IRVINE, Calif., August 10, 2023 — CoreLogic®, a leader in global property information, analytics and data-enabled solutions, released its annual Wildfire Risk Report, which quantifies the magnitude of wildfire risk across 14 western United States in terms of the number of residential properties and their associated total reconstruction cost value.
In California, more than 1.2 million homes with a combined reconstruction cost value of more than $760 billion are at moderate or high risk of wildfire damage. In Colorado, more than 300K homes with a total reconstruction cost value of $140 billion are at risk, followed by 200K homes in Texas with a total reconstruction cost value of $85 billion.
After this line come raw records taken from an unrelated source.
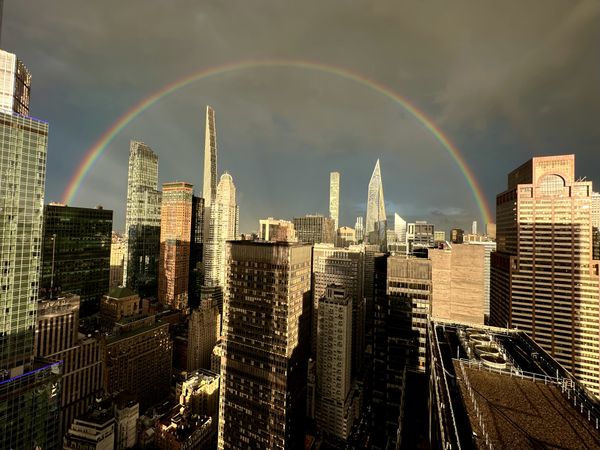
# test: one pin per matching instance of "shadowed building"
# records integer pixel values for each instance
(265, 339)
(545, 280)
(76, 253)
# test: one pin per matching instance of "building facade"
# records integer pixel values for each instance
(76, 253)
(175, 238)
(544, 278)
(265, 342)
(142, 221)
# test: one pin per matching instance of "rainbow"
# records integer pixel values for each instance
(101, 144)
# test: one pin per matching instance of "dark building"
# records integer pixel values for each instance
(315, 229)
(76, 253)
(266, 343)
(457, 235)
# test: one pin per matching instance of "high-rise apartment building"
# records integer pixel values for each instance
(336, 407)
(29, 391)
(376, 223)
(315, 229)
(334, 198)
(266, 329)
(544, 278)
(345, 268)
(142, 221)
(76, 253)
(271, 229)
(359, 227)
(224, 221)
(57, 338)
(15, 85)
(458, 279)
(117, 260)
(175, 237)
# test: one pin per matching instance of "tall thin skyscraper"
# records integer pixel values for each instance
(175, 236)
(544, 279)
(376, 219)
(265, 337)
(334, 197)
(210, 159)
(142, 221)
(29, 390)
(223, 228)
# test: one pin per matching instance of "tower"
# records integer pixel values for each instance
(334, 197)
(142, 221)
(375, 225)
(175, 236)
(544, 278)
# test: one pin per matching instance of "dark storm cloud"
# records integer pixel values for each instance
(505, 80)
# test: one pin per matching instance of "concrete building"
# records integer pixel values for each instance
(376, 222)
(204, 330)
(266, 332)
(315, 229)
(334, 198)
(544, 278)
(142, 221)
(57, 339)
(117, 260)
(271, 229)
(458, 279)
(175, 238)
(505, 392)
(76, 253)
(345, 236)
(336, 407)
(343, 267)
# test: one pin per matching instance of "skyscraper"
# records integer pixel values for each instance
(223, 227)
(376, 219)
(76, 253)
(544, 279)
(334, 197)
(29, 390)
(210, 159)
(175, 236)
(142, 221)
(265, 336)
(16, 85)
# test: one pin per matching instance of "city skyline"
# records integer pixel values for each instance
(284, 135)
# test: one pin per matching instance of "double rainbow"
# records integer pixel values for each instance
(106, 138)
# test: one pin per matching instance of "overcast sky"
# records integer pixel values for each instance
(504, 80)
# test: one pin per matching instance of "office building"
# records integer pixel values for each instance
(345, 236)
(224, 223)
(142, 221)
(137, 358)
(359, 227)
(76, 253)
(315, 229)
(117, 260)
(29, 390)
(175, 237)
(402, 291)
(334, 198)
(458, 279)
(15, 86)
(335, 412)
(345, 268)
(204, 330)
(505, 392)
(271, 229)
(544, 279)
(376, 222)
(266, 332)
(457, 235)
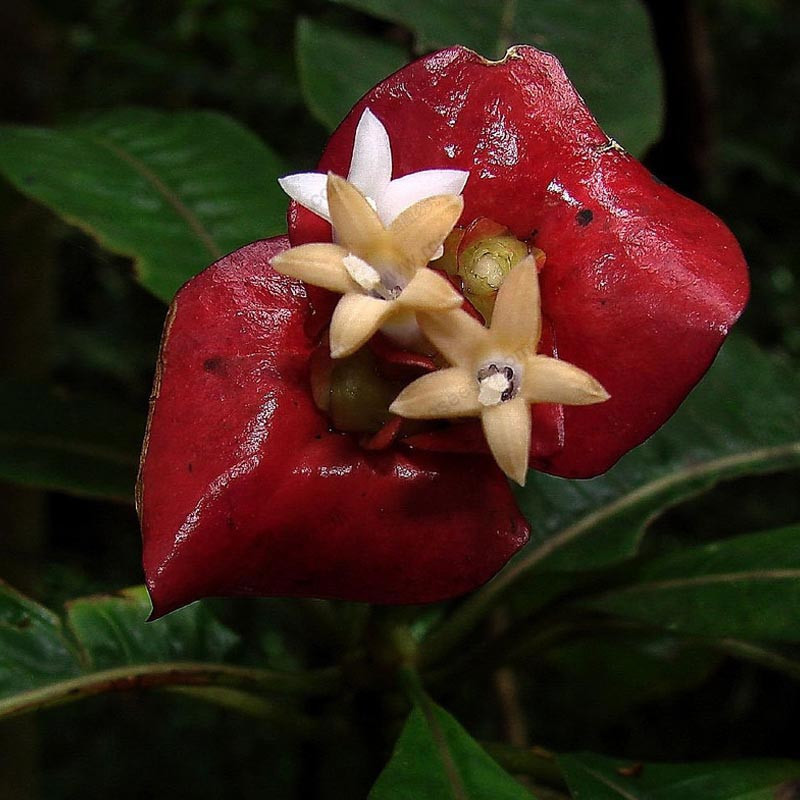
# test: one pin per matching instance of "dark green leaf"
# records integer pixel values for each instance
(172, 191)
(77, 444)
(436, 759)
(43, 661)
(742, 419)
(337, 67)
(745, 587)
(592, 777)
(606, 46)
(33, 648)
(112, 629)
(604, 673)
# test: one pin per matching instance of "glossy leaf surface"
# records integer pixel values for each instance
(586, 35)
(435, 758)
(592, 777)
(359, 63)
(747, 587)
(172, 191)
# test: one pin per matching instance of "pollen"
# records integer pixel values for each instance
(492, 389)
(364, 274)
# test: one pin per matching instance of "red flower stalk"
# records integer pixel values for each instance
(258, 477)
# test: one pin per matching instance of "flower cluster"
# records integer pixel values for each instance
(492, 287)
(382, 270)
The Los Angeles, Denver and Austin metro areas lead the top three states in terms of the number of residential properties with elevated wildfire risk.
Increasing exposure in wildfire-prone areas like the Wildland Urban Interface (WUI) continues to be a major driver of risk in the U.S. Shifting climate patterns and extreme weather events including the return of the El Niño phase of the El Niño Southern Oscillation (ENSO) and the atmospheric rivers in California last winter, could exacerbate risk and lengthen the wildfire season in the western U.S. According to the National Oceanic and Atmospheric Administration (NOAA) National Center for Environmental Information (NECI), the number of acres burned each year has steadily increased since 1983. The average number of acres burned between 2010 – 2022 is 93% higher than that from 1990 – 2000. Increased wildfire activity combined with a greater number of homes built in or near the WUI equates to a greater level of risk in the U.S.
In addition, P&C insurers in the U.S. must deal with the increasing cost of reconstruction materials and labor which has inflated the overall cost of wildfires. In the past five years, CoreLogic estimates that reconstruction costs in California have increased by 33.5%.
Using data science resources and incorporating machine learning and artificial intelligence technology, CoreLogic has identified where homes are at the highest level of wildfire risk and has demonstrated how these analytics can contribute to more informative wildfire risk models. Ultimately, this creates a more accurate assessment of potential risk, than relying on historical precedence, given shifting nature of global climate and weather patterns.
Wildfire risk is not static and it is imperative to understand that a changing climate could alter the risk landscape in the future. Leveraging CoreLogic’s Climate Risk Analytics, it is possible to assess the potential increased wildfire costs in the U.S. by decade and climate scenarios (i.e., representative concentration pathway, or RCP, from the Intergovernmental Panel on Climate Change (IPCC)). The CoreLogic analysis revealed that California residential average annual loss (AAL) may increase by 31% and 41% by mid-century (i.e., 2050) under a moderate (RCP 4.5) and extreme (RCP 8.5) increase in greenhouse gas and aerosol emissions, respectively. This analysis assumed no exposure growth and only accounts for increased wildfire activity due to climate change.
For homes to remain insurable, wildfire risk assessment tools must be built on comprehensive wildfire science and account for property- and community-level mitigation, including home hardening and retrofitting older buildings that reduce wildfire damage at the property level. This includes factors such as increased defensible spaces and effective ember protection—which can significantly reduce structural losses and make insurance coverage more affordable.